One thing we discovered when we moved to very rural Alabama, was that the concept of reliable phone service was new to many people. So new in fact that the monopoly phone company had to advertise! But, I digress, what was really shocking was the way many people used the phone. Whether calling or receiving a call as soon as you heard the receiver click you began shouting, "HELLO! HELLO! HELLO!" over and over until you heard someone on the other end. As you were busy shouting, it was often difficult to hear the person on the other end and so the shouting back and forth sometimes went on for quite some time until you realized you were connected. Apparently this phenomenon was due to the fact that the old lines were poorly insulated and lost a lot of signal over any distance so you might receive a call and not realize there was a live person until you heard the faint "hello! that told you you were on.

Another aspect of the phone system in Alabama that was still going on at the time was that the phone could tell you the weather. Because the lines were above ground and stretched between distant rural areas and still fairly poorly insulated, you could tell when a storm was coming because the phone would ring. You knew it was going to be bad when it rang a lot.
posted by The 10th Regiment of Foot at 11:04 AM on July 19, 2013 [2 favorites]


Wait, did he say "We saved you some ants"?
posted by FireSpy at 12:11 PM on July 19, 2013 [3 favorites]


Thorzdad: "I was a teen in 1974, and phones were hardly strange nor intimidating."

This reaction was a result of the British PSAs of the 1970s wherein a child was shown picking up a receiver and its ears would be shown to bleed from the horrible keening noise emanating from the device. In short order, the child would be dead. From telephony.
posted by boo_radley at 12:45 PM on July 19, 2013 [1 favorite]


That is a heck of a granny square vest on that kid. (Kid's rug is also crocheted, when the go into the house to use the phone.) Were granny-square vests a thing in 1974? Because in 1994 when I was supposed to be wearing them, they were not.
posted by blnkfrnk at 2:47 PM on July 19, 2013


So I've always hated answering the phone and as a kid (I'm 37) I had to be bribed, threatened and fooled into answering the phone. Who was on the other end? A monster? A boring person? SOMEONE WHO WANTED ME TO TAKE A MESSAGE!?!

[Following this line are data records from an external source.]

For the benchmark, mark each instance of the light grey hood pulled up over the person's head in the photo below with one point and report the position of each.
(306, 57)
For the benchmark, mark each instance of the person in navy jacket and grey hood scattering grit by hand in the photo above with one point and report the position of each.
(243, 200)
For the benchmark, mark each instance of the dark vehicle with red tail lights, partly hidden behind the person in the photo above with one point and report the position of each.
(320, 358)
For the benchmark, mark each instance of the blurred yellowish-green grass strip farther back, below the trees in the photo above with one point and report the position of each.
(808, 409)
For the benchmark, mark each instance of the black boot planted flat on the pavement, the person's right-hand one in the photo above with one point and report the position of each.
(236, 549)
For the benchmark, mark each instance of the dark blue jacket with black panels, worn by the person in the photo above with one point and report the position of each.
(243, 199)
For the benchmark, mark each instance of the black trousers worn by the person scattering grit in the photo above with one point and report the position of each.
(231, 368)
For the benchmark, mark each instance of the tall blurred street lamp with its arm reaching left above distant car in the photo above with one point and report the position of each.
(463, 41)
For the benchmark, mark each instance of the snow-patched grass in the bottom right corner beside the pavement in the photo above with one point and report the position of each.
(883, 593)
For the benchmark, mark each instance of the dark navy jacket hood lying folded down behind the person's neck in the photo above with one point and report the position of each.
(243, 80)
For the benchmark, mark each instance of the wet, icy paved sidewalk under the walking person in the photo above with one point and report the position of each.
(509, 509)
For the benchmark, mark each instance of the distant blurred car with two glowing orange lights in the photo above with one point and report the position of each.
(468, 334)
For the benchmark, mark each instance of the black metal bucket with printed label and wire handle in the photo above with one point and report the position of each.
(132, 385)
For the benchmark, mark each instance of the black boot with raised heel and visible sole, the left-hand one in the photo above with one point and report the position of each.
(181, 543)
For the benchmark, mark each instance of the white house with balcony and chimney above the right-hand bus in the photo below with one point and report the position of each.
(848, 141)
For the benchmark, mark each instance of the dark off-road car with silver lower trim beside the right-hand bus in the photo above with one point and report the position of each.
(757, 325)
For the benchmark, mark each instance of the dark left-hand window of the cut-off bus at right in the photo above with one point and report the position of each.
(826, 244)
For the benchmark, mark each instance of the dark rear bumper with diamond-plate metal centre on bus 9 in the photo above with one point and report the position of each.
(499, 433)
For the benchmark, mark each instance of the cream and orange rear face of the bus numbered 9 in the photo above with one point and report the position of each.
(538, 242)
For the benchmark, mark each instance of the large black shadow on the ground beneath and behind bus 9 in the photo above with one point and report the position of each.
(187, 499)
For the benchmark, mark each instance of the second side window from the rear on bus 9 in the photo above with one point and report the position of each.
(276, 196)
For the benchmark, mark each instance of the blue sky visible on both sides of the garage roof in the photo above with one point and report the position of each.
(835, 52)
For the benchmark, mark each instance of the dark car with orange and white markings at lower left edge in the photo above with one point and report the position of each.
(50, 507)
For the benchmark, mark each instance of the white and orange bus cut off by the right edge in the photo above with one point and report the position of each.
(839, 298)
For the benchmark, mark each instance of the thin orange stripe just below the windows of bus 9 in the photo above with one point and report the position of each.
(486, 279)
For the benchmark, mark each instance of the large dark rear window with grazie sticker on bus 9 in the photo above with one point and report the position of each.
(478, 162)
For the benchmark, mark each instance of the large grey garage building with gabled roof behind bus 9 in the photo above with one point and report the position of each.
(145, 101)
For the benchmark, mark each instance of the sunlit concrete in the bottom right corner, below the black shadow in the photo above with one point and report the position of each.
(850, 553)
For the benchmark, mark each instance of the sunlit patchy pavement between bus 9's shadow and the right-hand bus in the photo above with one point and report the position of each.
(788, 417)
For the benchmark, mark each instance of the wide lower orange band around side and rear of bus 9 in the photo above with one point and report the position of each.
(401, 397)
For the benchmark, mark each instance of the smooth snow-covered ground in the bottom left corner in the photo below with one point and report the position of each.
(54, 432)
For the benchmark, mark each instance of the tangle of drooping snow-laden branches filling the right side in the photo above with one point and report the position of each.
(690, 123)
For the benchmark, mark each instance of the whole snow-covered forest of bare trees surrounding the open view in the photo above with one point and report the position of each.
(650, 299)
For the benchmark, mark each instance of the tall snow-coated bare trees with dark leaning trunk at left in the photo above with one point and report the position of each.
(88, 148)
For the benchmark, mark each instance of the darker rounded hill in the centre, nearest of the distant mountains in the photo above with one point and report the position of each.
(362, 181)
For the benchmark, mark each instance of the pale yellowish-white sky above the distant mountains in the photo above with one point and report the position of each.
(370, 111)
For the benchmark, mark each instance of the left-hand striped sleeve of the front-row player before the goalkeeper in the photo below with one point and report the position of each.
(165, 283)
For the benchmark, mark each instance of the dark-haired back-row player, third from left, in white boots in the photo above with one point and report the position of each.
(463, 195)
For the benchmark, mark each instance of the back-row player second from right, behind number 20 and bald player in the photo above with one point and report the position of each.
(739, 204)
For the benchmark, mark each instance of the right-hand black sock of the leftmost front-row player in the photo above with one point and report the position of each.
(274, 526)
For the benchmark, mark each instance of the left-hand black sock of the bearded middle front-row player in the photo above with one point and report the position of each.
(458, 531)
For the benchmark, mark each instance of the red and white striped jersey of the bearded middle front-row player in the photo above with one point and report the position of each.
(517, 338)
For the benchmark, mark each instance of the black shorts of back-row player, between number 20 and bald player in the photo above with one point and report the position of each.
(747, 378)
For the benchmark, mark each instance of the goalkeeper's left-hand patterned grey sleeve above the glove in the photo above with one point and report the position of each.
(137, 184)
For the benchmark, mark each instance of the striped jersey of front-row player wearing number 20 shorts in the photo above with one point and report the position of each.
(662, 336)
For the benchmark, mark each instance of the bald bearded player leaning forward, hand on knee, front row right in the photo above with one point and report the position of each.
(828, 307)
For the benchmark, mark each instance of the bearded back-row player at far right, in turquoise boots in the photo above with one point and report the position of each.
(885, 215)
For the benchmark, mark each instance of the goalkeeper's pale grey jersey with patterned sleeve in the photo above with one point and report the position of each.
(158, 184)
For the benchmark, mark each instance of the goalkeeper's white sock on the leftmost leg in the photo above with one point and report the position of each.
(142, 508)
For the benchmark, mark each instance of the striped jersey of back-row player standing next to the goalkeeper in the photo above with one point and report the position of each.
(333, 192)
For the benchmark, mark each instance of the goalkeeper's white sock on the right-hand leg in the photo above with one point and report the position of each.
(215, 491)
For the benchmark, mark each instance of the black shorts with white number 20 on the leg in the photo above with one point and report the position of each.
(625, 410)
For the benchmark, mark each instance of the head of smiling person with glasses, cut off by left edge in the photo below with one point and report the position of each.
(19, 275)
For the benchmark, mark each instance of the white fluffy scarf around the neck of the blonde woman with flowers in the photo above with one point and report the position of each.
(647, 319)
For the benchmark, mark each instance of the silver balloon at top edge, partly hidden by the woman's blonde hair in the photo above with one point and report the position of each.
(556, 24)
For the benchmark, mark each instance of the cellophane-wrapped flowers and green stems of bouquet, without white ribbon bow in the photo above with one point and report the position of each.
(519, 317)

I just hated the phone generally, rotary phones pinched me and took a million years to dial, pulse phones had to do all the little stupid clicks (THERE IS NO TIME SAVINGS LIAR PHONE COMPANY!), phones are bullshit.

I used to pick up the phone and say "what?", just so I would be forbidden from answering the phone.

BUT and I'm not bragging here or anything, this is a fact integral to the story, my dad was friends/working on a thing with F. Murray Abraham and every once in a while he'd call the house and one time I answered the phone and this voice like out of Scooby Doo cartoon about Shakespeare would say (I'm talking maximum plummy tones here, dude was playing to the cheap seats),

"IS JOHN THEEEERRRRREEEE?" and I would say in my timorous little voice (through dint of much training by the parents), "who may I say is calling?" and he would say "TELL HIM IT'S EFFFFFFFFFF!"

And so from then on I always answered the phone, just on the off fucking chance that Salieri might be calling , you know?
posted by Divine_Wino at 6:12 PM on July 19, 2013 [3 favorites]


Wow, that looks like a fancy phone for 1974. Around 1985 in (admittedly rural) New Zealand, we were still using a wind-the-handle phone like this one. And we had a party line for many years even after we got a proper dial phone.
posted by lollusc at 12:02 AM on July 20, 2013


He's no Phoney McRing-Ring.
posted by La Cieca at 7:16 AM on July 20, 2013


I remember that great AT&T ad campaign: "The telephone. It's better than running."